Problem is, any government founded on a conspiratorial principle of fighting endless subversion is not a government that can ever become truly tolerant and democratic. If anything, it just steadily becomes more and more paranoid and oppressive until you're rigging elections and setting people on fire, like in Zimbabwe today.

There's very little about what Hugo Chavez says, does, or believes that is compatible with any sort of government other than a Chavezocracy, just as Mugabe's entire political ideology is basically just based around the idea that he must rule his country forever.


While they may have started out the same initially, they have radically veered onto different paths. Mugabe made his intentions very clear when he first invited North Korea to "train" the Zimbabwean Defence Force and then, just two years into his first term as Prime Minister, sent the notorious Fifth Brigade into the Matabele land to murder, rape and pillage.

The problems in Zimbabwe today can be traced all the way back to the Lancaster House Agreement and the insistence, by us, that majority rule be instituted whatever the cost may be. When UDI was declared by Ian Smith back in the late 1960s, my Dad (who was in 3 Para at the time) were being briefed for a possible intervention in the then Rhodesia, targeting dams, television & radio stations, etc. That was how strongly the then Wilson Government felt about majority rule in Africa.

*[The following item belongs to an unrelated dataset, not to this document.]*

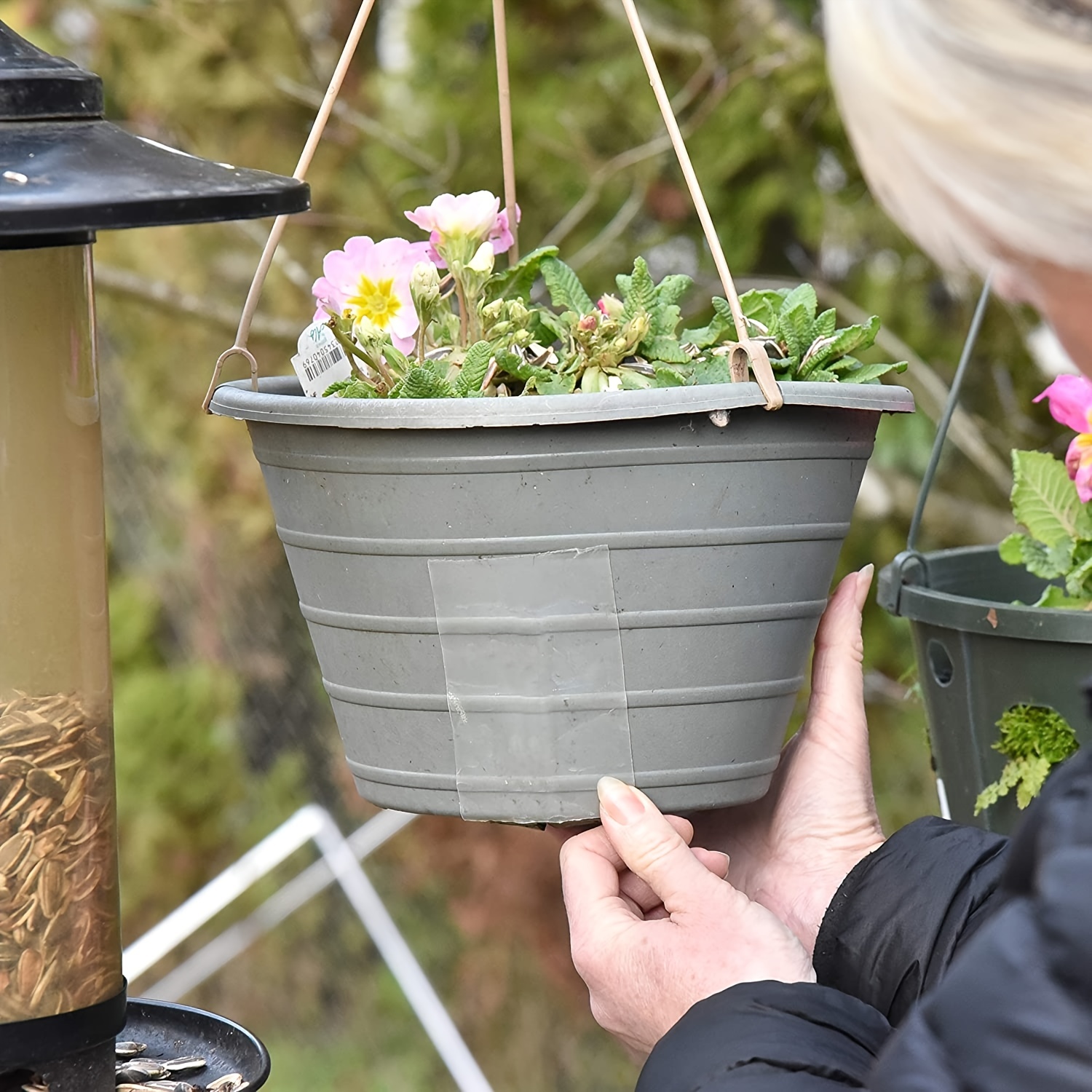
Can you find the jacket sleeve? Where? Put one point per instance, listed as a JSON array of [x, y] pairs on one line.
[[904, 912], [769, 1037]]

While these intentions are noble and indeed when done correctly in a gradual and peaceful fashion (al la South Africa) you can see democracy blossom and flourish. The Lancaster House agreement instead saw power more or less being handed over wholesale to a bunch of known thugs and warlords. We knew what was going to happen but because we had backed Mugabe and Nkomo before and because these people had been paraded up and down Universities across the land in the UK, there has always been a significant minority of the liberal establishment who would fit into the "apologists" category for Mugabe.

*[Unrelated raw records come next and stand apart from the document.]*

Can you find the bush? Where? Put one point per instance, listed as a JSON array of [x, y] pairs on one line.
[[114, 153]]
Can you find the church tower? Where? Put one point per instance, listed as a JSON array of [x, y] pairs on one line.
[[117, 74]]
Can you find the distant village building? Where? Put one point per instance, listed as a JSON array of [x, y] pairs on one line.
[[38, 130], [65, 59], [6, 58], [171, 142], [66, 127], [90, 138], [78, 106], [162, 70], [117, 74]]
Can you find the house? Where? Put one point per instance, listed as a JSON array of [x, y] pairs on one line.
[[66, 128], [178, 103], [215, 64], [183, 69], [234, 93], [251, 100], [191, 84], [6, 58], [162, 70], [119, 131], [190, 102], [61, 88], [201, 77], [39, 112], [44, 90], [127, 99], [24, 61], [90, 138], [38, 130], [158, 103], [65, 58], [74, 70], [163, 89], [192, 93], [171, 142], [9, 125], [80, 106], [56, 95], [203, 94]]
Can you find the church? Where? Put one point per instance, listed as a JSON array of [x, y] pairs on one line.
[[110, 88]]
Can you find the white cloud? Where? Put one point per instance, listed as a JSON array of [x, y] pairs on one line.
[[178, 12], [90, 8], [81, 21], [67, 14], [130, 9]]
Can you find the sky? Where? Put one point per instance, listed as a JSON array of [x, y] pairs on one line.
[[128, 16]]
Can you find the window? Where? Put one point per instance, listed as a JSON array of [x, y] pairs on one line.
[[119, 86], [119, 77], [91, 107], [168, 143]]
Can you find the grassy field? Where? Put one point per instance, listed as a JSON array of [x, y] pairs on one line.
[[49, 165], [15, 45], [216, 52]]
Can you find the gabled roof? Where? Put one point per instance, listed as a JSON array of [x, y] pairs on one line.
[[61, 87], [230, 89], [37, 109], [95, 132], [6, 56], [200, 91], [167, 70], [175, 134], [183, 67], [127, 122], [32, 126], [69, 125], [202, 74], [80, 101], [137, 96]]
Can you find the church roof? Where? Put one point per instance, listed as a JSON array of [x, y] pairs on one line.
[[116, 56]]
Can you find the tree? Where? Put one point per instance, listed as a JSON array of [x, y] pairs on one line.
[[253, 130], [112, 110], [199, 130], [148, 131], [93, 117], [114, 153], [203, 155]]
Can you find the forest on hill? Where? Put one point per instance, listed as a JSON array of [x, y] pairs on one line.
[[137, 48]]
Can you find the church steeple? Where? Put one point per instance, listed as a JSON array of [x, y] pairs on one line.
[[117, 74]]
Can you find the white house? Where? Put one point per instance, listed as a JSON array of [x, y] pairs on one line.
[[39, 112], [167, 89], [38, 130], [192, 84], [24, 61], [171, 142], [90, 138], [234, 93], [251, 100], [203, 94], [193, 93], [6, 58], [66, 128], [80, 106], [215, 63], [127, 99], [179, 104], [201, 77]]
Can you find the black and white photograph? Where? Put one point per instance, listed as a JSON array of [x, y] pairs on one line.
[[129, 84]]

The problem is that now its gone too far. The country is so dilapidated, its only major income and job generator - the white farmers have now fled to other African countries like Mozambique, Uganda and Botswana to farm there instead - and the ruling elite in Zimbabwe are now so well entrenched that even if Thabo Mbeki came to his senses and cut the power to Zimbabwe tomorrow, you still wouldn't be able to get Mugabe out.

The only course of action now is to wait for the monster to die and hope that there is such a violent power struggle that ZANU-PF will be so divided as to give the MDC a chance to negotiate a legitimate handover of power and the restoration of democracy.